Жизнь сначала (Успенская) - страница 31

Надо же: «Картинка тебе запомнилась»! «Картинка»! — страшнее приговора быть не может.

Зверюга принесла пачку отпечатанных листков, соединённых большой скрепкой, разделила на три части.

— Вот Валере, вот Рыбке. А это тебе. Даю две недели на решение всех задач: иначе не успеем подготовиться. За теорию не беспокоюсь, теорию я в вас вбила.

Я понял, что пора уходить.

Часы позабыл дома и понятия не имел, сколько сейчас времени, ясно одно, за окном — ночь. Июньская короткая ночь.


И я шагнул в эту ночь, неся под мышкой тугую «трубку» с задачами. Выбор сделан: я буду учёным. Если моя «Старуха» — неудача и с точки зрения Зверюги, и с точки зрения Тоши, о чём может идти речь?

Выбор сделан, а у меня не попадает зуб на зуб, заплетаюсь ногами, как пьяный. Я снова один на один с Тошей. Острыми углами плечи, родинка под ключицей… Злобой уничтожено лицо. Разве Тоша может быть злой? Она меня ненавидит!

Улица бела. В свете, в грозе, в беге по сегодняшнему дню я не замечал, а сейчас по контрасту с беззвёздной ночью белизна ослепила. Тополиный пух мягко устилает асфальт, виснет в воздухе, и я буквально продираюсь сквозь него к автобусной остановке. Он высветлил деревья. Декорация — не жизнь. Нет, так нельзя придумать. Такое может быть только в жизни.

Тошины глаза. Тошины губы. Тошины плечи — углами. Над белизной. В белизне.

На автобусной остановке — ещё четверо, но, мне кажется, я совсем один в мире. Только меня-то два. Первый не может без Тоши: без неё он беспомощен и слаб, уныл и глуп. Первого всё время лихорадит: то прожаривает насквозь пылом греха и дерзости, то проскваживает унижением и тоской. А второй… сам решил свою жизнь и спокоен, как тополиный пух, как ночь и поляна лютиков.

Может быть, если бы в эту тополиную, душную ночь я доверился спокойствию своего второго «я» и поехал домой, если бы поднял это «я» выше скорби на Тошином лице, своё самолюбие поднял бы над не дающейся мне тайной Тошиной души, вся моя и Тошина жизнь сложились бы иначе.

Но в этом-то и тайна судьбы.

В сказках детства были три дороги. Налево пойдёшь — коня потеряешь, направо пойдёшь — чудовища и злые люди погубят тебя, прямо пойдёшь — примешь смертный бой. Я плакал в детстве: по какой же дороге идти, если везде худо?!

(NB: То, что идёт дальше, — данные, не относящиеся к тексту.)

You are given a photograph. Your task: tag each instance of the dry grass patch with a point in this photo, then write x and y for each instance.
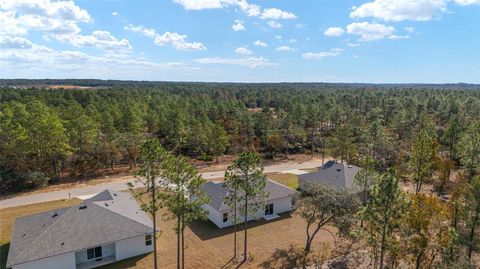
(8, 216)
(289, 180)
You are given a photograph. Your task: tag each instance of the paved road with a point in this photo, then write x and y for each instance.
(122, 185)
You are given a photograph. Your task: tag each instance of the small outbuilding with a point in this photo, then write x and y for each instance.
(278, 201)
(106, 228)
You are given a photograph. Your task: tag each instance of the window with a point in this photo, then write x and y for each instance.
(93, 253)
(269, 209)
(225, 217)
(148, 240)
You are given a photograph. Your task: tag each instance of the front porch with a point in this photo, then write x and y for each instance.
(96, 263)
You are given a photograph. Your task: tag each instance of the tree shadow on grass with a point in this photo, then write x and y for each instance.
(207, 230)
(3, 255)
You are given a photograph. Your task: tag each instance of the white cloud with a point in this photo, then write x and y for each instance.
(285, 48)
(53, 17)
(251, 62)
(8, 42)
(26, 59)
(176, 40)
(323, 54)
(467, 2)
(248, 8)
(148, 32)
(334, 31)
(238, 26)
(274, 24)
(259, 43)
(55, 20)
(370, 31)
(399, 37)
(276, 14)
(100, 39)
(243, 51)
(394, 10)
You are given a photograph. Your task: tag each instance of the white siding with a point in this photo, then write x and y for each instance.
(132, 247)
(64, 261)
(107, 250)
(280, 205)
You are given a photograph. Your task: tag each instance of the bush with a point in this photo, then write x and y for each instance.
(206, 157)
(37, 179)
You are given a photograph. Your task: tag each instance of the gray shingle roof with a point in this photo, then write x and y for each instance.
(107, 217)
(335, 174)
(218, 192)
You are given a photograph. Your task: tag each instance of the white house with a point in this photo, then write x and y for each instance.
(106, 228)
(279, 201)
(333, 173)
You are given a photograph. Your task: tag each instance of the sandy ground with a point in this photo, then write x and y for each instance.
(70, 190)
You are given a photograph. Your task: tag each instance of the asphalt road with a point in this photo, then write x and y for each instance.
(122, 185)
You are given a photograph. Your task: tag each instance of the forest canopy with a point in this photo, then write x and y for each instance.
(46, 134)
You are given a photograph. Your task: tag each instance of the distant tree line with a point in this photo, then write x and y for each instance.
(49, 134)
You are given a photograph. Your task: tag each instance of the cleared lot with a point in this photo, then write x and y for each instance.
(207, 245)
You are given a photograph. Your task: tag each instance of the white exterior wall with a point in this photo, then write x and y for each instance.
(64, 261)
(132, 247)
(280, 205)
(107, 250)
(216, 217)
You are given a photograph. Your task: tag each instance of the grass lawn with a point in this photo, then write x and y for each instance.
(206, 245)
(287, 179)
(8, 216)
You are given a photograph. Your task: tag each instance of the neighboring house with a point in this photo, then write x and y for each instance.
(106, 228)
(332, 173)
(278, 201)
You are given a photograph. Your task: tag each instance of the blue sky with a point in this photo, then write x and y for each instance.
(378, 41)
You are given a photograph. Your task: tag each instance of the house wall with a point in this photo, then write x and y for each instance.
(107, 250)
(64, 261)
(131, 247)
(280, 205)
(216, 217)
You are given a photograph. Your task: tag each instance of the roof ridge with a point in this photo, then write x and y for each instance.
(46, 229)
(108, 209)
(278, 183)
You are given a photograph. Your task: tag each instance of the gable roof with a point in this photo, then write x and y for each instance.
(107, 217)
(334, 174)
(217, 192)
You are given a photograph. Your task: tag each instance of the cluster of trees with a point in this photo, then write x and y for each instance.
(166, 180)
(49, 134)
(400, 228)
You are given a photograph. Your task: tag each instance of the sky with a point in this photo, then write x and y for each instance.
(368, 41)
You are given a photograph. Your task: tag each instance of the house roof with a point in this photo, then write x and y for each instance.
(218, 192)
(106, 217)
(334, 174)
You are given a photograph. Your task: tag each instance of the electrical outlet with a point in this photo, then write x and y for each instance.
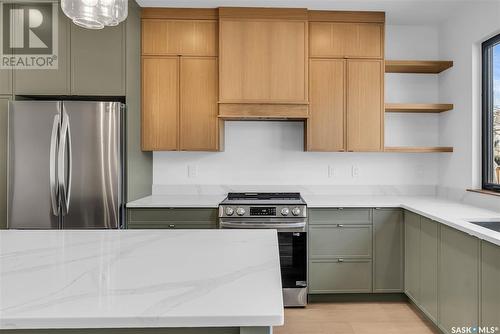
(192, 171)
(331, 171)
(355, 171)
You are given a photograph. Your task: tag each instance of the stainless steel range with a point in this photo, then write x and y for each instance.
(285, 212)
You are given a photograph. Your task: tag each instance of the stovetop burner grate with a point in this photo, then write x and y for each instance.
(263, 196)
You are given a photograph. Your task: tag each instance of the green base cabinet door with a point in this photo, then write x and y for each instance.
(429, 242)
(98, 61)
(4, 106)
(388, 250)
(458, 274)
(412, 256)
(490, 285)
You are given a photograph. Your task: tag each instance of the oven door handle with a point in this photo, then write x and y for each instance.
(263, 225)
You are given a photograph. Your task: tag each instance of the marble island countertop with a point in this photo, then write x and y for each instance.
(454, 214)
(137, 278)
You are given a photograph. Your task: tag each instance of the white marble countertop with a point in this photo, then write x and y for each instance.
(451, 213)
(137, 278)
(177, 201)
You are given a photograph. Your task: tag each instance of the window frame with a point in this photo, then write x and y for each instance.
(487, 116)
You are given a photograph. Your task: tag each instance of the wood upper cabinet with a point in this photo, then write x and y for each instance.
(160, 103)
(198, 104)
(263, 58)
(325, 127)
(179, 37)
(365, 110)
(349, 40)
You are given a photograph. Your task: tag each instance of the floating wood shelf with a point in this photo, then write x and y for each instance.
(418, 107)
(417, 66)
(418, 149)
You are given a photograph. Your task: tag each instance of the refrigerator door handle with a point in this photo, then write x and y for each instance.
(54, 191)
(64, 175)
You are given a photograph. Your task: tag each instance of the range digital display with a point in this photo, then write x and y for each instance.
(262, 211)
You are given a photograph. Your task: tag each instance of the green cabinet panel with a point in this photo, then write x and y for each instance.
(175, 218)
(388, 250)
(412, 256)
(340, 276)
(48, 81)
(458, 277)
(490, 284)
(340, 216)
(353, 241)
(429, 241)
(4, 104)
(98, 61)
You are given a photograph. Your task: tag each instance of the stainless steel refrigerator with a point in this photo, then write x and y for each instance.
(65, 165)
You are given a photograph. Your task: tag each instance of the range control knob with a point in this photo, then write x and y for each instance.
(296, 211)
(240, 211)
(285, 211)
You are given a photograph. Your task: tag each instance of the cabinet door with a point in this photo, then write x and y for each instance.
(365, 113)
(198, 104)
(4, 105)
(412, 256)
(344, 241)
(340, 276)
(325, 126)
(388, 250)
(48, 81)
(263, 61)
(98, 61)
(490, 287)
(179, 37)
(160, 103)
(458, 279)
(351, 40)
(429, 267)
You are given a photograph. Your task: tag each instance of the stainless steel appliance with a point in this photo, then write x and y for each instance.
(65, 165)
(285, 212)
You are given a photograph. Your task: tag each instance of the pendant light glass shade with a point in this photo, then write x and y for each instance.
(95, 14)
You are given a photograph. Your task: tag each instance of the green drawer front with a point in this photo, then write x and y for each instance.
(352, 241)
(340, 216)
(332, 276)
(170, 225)
(165, 215)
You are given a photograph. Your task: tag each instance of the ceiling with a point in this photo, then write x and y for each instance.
(397, 12)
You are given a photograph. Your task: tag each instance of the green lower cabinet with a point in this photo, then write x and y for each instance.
(388, 267)
(4, 106)
(412, 256)
(172, 218)
(429, 242)
(340, 276)
(458, 276)
(490, 285)
(340, 251)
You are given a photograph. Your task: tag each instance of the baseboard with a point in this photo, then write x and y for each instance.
(357, 297)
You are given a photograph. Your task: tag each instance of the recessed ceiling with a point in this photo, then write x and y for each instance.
(397, 12)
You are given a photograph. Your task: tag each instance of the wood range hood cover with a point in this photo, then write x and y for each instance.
(263, 63)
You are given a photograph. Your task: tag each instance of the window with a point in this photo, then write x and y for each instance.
(491, 114)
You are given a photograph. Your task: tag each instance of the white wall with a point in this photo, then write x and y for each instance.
(260, 153)
(460, 40)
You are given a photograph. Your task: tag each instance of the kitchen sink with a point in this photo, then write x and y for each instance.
(493, 225)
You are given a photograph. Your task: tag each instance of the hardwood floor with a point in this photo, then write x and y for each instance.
(355, 318)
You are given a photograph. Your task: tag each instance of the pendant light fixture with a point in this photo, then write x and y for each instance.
(95, 14)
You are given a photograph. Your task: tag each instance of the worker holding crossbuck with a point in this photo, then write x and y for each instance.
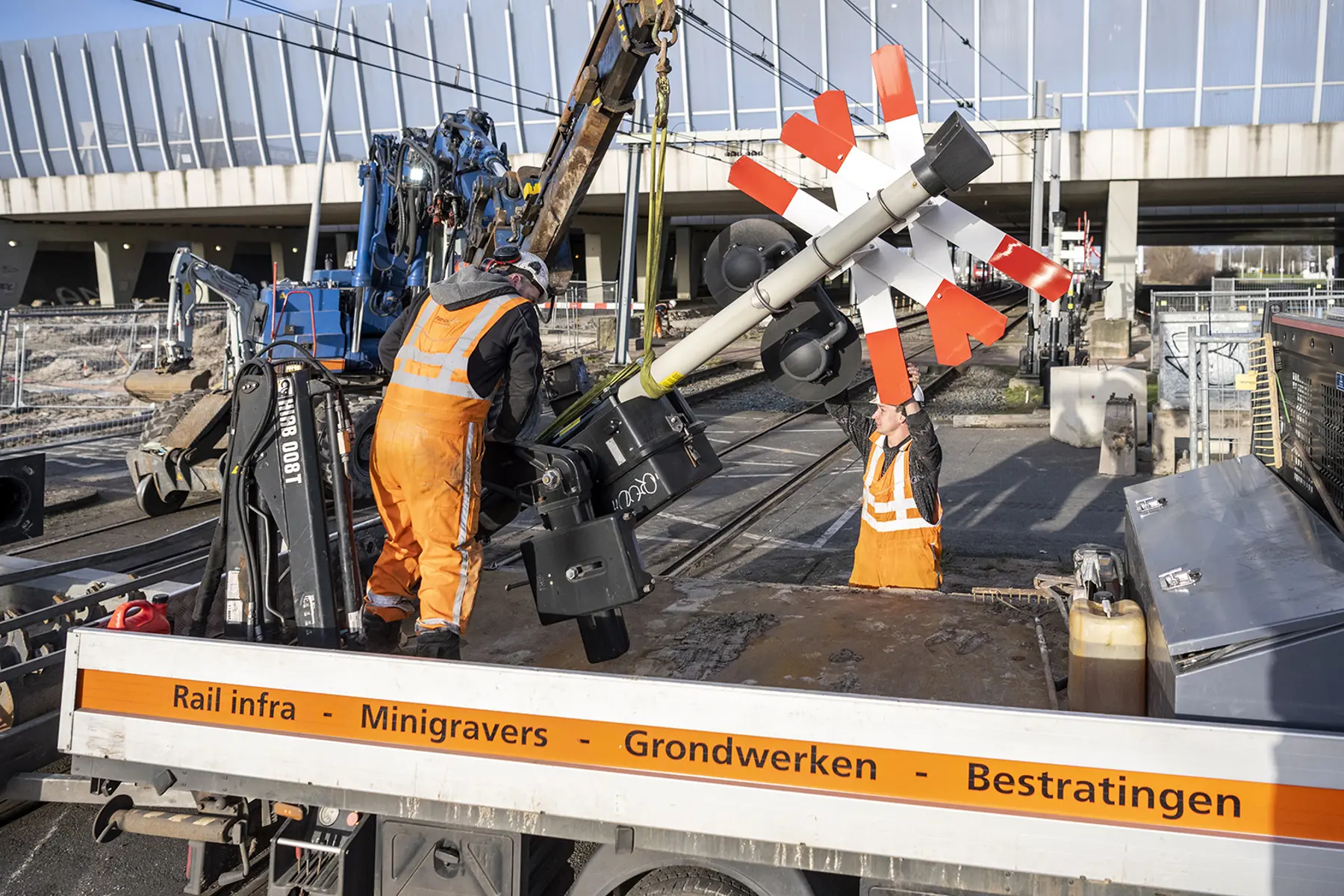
(473, 335)
(900, 535)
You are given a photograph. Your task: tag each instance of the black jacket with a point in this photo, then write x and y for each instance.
(855, 418)
(508, 355)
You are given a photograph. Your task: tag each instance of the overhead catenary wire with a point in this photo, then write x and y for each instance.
(937, 80)
(369, 63)
(376, 42)
(342, 55)
(742, 20)
(976, 50)
(727, 43)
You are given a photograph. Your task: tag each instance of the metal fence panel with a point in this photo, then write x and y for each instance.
(1221, 414)
(78, 359)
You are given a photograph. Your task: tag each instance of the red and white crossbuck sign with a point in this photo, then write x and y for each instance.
(927, 274)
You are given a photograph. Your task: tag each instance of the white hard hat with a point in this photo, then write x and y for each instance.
(535, 267)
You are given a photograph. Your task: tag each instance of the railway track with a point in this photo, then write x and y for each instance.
(504, 550)
(151, 556)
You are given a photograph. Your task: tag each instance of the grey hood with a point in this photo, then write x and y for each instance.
(470, 287)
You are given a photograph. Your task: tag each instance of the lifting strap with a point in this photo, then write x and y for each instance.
(653, 254)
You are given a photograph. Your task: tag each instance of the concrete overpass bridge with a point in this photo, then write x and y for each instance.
(1236, 184)
(1179, 127)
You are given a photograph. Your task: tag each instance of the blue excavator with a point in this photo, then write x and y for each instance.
(430, 199)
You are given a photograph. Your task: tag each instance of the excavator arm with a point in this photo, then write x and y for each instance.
(626, 35)
(186, 277)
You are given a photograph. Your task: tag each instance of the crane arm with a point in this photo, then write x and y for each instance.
(604, 92)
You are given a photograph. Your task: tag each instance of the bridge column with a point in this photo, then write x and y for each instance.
(119, 269)
(687, 267)
(18, 247)
(1110, 337)
(287, 252)
(601, 253)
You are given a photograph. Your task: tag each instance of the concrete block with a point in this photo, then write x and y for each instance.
(999, 421)
(1078, 399)
(1119, 433)
(1110, 337)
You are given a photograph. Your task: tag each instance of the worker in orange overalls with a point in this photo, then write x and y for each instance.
(475, 334)
(900, 521)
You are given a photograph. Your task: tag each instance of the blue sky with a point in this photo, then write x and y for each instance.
(25, 19)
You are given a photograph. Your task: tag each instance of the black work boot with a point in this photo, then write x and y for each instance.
(381, 635)
(437, 644)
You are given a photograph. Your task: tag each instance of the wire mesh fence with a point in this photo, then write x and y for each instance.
(1275, 284)
(1300, 300)
(74, 361)
(1219, 395)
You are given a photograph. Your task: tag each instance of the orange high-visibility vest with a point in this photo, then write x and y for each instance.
(886, 509)
(430, 368)
(898, 548)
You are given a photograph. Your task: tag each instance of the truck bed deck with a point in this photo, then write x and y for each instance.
(894, 644)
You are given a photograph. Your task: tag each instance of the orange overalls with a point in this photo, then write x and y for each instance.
(426, 469)
(898, 548)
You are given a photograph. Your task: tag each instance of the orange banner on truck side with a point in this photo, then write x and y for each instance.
(1105, 795)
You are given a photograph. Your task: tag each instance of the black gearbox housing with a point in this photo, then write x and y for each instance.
(643, 453)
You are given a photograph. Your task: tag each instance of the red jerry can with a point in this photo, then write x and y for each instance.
(140, 615)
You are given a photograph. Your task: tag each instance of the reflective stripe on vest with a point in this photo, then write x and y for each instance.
(886, 508)
(445, 373)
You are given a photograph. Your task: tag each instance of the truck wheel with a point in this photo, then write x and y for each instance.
(687, 880)
(363, 414)
(149, 500)
(168, 415)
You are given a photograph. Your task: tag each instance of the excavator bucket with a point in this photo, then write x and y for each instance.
(152, 386)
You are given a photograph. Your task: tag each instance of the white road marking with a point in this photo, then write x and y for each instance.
(835, 527)
(771, 448)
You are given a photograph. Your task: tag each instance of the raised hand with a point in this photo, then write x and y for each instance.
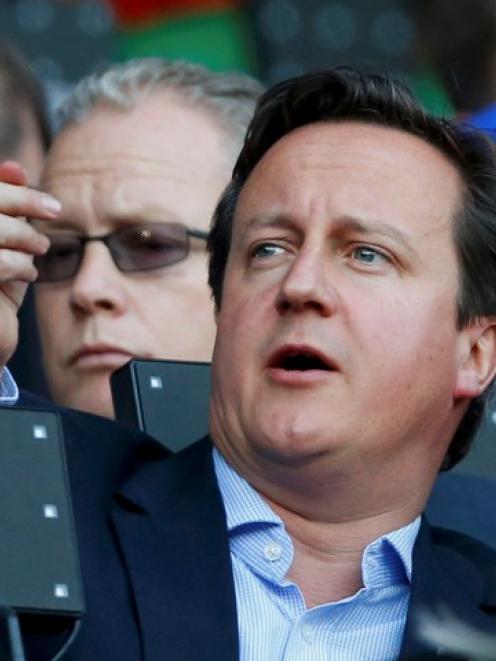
(19, 242)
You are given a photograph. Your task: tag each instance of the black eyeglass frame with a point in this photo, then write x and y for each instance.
(106, 239)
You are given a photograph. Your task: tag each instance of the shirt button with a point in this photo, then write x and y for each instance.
(307, 633)
(272, 551)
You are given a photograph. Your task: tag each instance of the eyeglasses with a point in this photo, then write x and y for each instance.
(140, 247)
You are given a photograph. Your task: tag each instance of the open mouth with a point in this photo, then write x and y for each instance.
(300, 360)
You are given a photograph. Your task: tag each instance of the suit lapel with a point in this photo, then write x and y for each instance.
(170, 523)
(443, 578)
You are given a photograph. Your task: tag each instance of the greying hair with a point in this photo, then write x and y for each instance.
(230, 97)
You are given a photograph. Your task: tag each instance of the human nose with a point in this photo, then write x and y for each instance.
(97, 286)
(307, 286)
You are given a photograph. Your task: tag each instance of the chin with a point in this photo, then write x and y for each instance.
(293, 448)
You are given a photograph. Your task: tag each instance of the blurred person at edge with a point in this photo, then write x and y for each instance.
(144, 151)
(25, 133)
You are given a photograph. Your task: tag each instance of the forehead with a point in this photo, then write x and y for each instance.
(164, 153)
(353, 169)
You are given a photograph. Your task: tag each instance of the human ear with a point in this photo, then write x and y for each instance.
(478, 365)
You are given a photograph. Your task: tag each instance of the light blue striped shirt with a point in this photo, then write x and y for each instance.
(274, 623)
(9, 393)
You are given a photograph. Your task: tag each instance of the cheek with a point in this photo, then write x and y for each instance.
(51, 316)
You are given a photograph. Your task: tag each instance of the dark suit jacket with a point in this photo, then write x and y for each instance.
(156, 564)
(465, 503)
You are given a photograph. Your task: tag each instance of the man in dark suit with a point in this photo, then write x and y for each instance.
(351, 269)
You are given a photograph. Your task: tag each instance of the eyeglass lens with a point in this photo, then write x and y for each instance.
(133, 248)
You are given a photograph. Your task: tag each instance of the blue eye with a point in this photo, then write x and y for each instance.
(368, 255)
(264, 250)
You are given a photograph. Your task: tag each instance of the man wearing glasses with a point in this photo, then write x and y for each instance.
(144, 151)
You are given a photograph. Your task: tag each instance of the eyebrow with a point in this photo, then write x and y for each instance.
(344, 224)
(347, 223)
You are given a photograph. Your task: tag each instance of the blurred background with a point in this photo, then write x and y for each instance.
(442, 47)
(446, 50)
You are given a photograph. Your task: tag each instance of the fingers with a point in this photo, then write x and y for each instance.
(21, 201)
(12, 172)
(16, 267)
(16, 234)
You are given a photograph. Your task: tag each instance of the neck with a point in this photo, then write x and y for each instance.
(327, 563)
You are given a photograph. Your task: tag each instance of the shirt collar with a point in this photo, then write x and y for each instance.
(387, 560)
(9, 393)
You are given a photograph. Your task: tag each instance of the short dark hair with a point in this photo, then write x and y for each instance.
(19, 89)
(345, 93)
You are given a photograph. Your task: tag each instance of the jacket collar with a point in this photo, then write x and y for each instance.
(171, 528)
(444, 578)
(169, 518)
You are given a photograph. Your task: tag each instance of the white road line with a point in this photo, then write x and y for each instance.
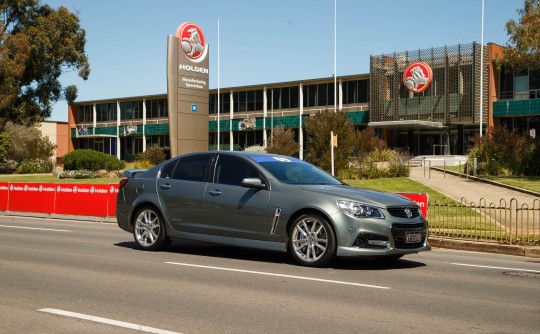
(35, 228)
(280, 275)
(490, 267)
(106, 321)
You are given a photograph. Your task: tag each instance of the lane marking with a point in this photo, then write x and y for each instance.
(35, 228)
(67, 220)
(106, 321)
(490, 267)
(280, 275)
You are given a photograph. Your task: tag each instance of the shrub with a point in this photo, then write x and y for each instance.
(91, 160)
(154, 155)
(255, 148)
(28, 143)
(144, 164)
(32, 166)
(505, 152)
(379, 163)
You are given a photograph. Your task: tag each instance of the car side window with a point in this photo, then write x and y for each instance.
(192, 168)
(166, 172)
(231, 170)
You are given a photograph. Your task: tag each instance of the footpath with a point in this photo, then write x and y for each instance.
(472, 190)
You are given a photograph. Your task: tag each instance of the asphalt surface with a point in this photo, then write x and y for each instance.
(53, 272)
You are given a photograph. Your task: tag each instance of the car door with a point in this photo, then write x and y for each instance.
(181, 192)
(233, 210)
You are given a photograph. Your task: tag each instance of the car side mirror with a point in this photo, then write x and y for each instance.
(252, 182)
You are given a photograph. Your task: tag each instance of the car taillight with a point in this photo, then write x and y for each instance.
(122, 183)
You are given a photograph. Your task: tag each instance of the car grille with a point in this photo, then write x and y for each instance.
(398, 234)
(401, 211)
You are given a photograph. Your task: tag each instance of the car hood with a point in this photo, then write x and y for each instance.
(366, 196)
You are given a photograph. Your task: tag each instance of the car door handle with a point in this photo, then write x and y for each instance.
(215, 192)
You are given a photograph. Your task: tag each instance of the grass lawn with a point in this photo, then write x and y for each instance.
(49, 178)
(529, 182)
(526, 182)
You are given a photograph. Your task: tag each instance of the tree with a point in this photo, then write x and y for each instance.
(318, 130)
(28, 143)
(523, 47)
(5, 145)
(37, 44)
(283, 142)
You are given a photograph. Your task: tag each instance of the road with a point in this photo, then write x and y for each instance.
(61, 276)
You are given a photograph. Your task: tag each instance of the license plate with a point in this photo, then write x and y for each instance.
(413, 237)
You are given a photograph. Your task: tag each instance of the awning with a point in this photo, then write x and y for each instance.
(408, 125)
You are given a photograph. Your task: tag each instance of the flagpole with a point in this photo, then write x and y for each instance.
(335, 58)
(482, 71)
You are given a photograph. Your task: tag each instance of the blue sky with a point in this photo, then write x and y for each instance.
(265, 41)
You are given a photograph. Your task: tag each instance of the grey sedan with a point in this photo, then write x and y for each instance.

Сейчас, на остановке, подставляю пуху лицо. Пух щекочет, припадает ко мне щедрым теплом — спастись от смерти, задержаться в жизни, не пасть под ноги прохожим и машинам. Что тщится подсказать? Какую дорогу?

«Уйди. И никогда не приходи ко мне!»

Я всё вру. Какое «я спокоен»?! Меня лихорадит. И, когда приходит, наконец, поздний, наверное, последний автобус, я, обсыпанный тополиным пухом, соединённый с ним и с беззвёздной, безлунной ночью, окончательно теряю своё спокойное «я». Глотаю и никак не могу проглотить ком, заткнувший дыхание, пытаюсь и никак не могу усмирить сорвавшееся в бешеный галоп сердце. Я не выхожу у метро, которое вывезло бы меня к дому, к безмятежной чёткой жизни учёного, я еду до конечной остановки, от которой мне ещё топать и топать до Тоши — минут тридцать, ближе автобус не подвезёт, но я выхожу на конечной и под оглушающий меня грохот сердца бегу к Голубиной улице. И, наконец, возношусь на своё законное место, на взгорок под её окном. Только теперь перевожу дыхание. А когда перевожу, слышу не Тошин — Зверюгин голос: «Ты больше математик, чем художник».